マクロン氏への投票は得票率が66.06%、ルペン候補が33.94%とのことで、圧勝といえる結果におわりました。フランス共和政では最年少の大統領誕生となります。勿論、フランスの若い新指導者には名誉と等しい重責があります。今回の選挙は、極右か極右でないか、という視点が大きな比重を占め、極右台頭を抑えるための市民の結集、という位置づけもあり、欧州連合におけるフランスの位置づけと労働者権利や国内産業保護との共益確保、中道政策での保守層や革新層との調和等へ意欲的に取り組む責任を負います

↓以下NHK報道
仏大統領選 マクロン氏勝利 極右政党のルペン氏破る
5月8日 9時16分
7日に行われたフランス大統領選挙の決選投票では、中道で無所属のマクロン候補が極右政党のルペン候補を破り、勝利しました。EU=ヨーロッパ連合との関係を重視し、移民の受け入れにも寛容なマクロン氏が勝利したことで、EUの混乱は避けられ、世界に広がる自国の利益を優先する動きにも歯止めをかけることになるのか、注目されます。
フランス大統領選挙は7日、決選投票が行われ、内務省によりますと、開票はほぼ終わり、マクロン候補の得票率が66.06%、ルペン候補が33.94%で、マクロン氏がルペン氏を破って勝利しました。

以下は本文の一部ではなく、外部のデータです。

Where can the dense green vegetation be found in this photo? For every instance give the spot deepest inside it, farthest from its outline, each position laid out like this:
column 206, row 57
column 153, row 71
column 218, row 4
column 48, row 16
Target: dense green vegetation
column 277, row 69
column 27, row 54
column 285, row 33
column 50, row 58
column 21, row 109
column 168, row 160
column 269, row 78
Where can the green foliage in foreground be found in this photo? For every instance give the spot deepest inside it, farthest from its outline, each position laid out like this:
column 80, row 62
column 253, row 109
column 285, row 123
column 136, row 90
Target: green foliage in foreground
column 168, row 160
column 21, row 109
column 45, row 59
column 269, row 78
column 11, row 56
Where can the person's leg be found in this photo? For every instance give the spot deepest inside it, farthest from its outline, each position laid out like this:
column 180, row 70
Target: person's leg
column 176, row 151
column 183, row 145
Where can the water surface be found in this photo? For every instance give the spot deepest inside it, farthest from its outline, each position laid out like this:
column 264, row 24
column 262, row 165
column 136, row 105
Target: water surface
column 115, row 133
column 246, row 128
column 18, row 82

マクロン氏はパリ市内のみずからの陣営からテレビで演説し、「非常に大きな名誉で大きな責任を感じる。社会の分断や経済問題など、多くの課題がある中で、国民とともに進んでいきたい」と述べ、勝利を宣言しました。
一方、ルペン氏は「フランスが直面する多くの課題を前にマクロン氏が成功することを祈っている」と述べ、敗北を認めました。

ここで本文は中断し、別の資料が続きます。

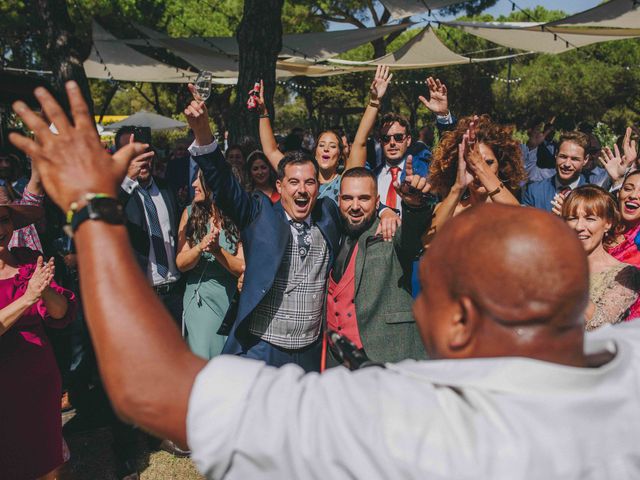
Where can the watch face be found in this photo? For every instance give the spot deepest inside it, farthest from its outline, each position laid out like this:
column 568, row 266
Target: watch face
column 107, row 209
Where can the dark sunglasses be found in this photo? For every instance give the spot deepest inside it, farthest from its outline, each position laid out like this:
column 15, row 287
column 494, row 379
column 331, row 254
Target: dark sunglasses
column 398, row 137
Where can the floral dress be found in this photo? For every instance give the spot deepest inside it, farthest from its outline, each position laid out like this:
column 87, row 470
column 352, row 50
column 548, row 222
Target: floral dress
column 615, row 294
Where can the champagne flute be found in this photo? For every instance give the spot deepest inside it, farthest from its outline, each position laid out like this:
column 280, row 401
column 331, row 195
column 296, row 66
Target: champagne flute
column 203, row 85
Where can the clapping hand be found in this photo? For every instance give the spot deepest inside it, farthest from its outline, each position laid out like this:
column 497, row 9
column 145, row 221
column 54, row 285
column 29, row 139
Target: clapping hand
column 211, row 241
column 557, row 203
column 40, row 280
column 380, row 83
column 413, row 190
column 438, row 101
column 615, row 164
column 629, row 147
column 261, row 106
column 72, row 163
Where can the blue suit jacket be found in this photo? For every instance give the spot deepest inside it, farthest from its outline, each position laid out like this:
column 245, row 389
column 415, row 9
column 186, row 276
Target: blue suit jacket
column 539, row 194
column 265, row 233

EUとの関係を重視するマクロン氏の勝利したことで、市場ではEUがさらに混乱する事態は避けられたという受け止めが広がっています。また、多様な社会の実現や国際協調を掲げるマクロン氏がフランスの大統領になることで、アメリカのトランプ政権の発足などを受け、世界に広がる自国の利益を優先する動きにも歯止めをかけることになるのか、注目されます。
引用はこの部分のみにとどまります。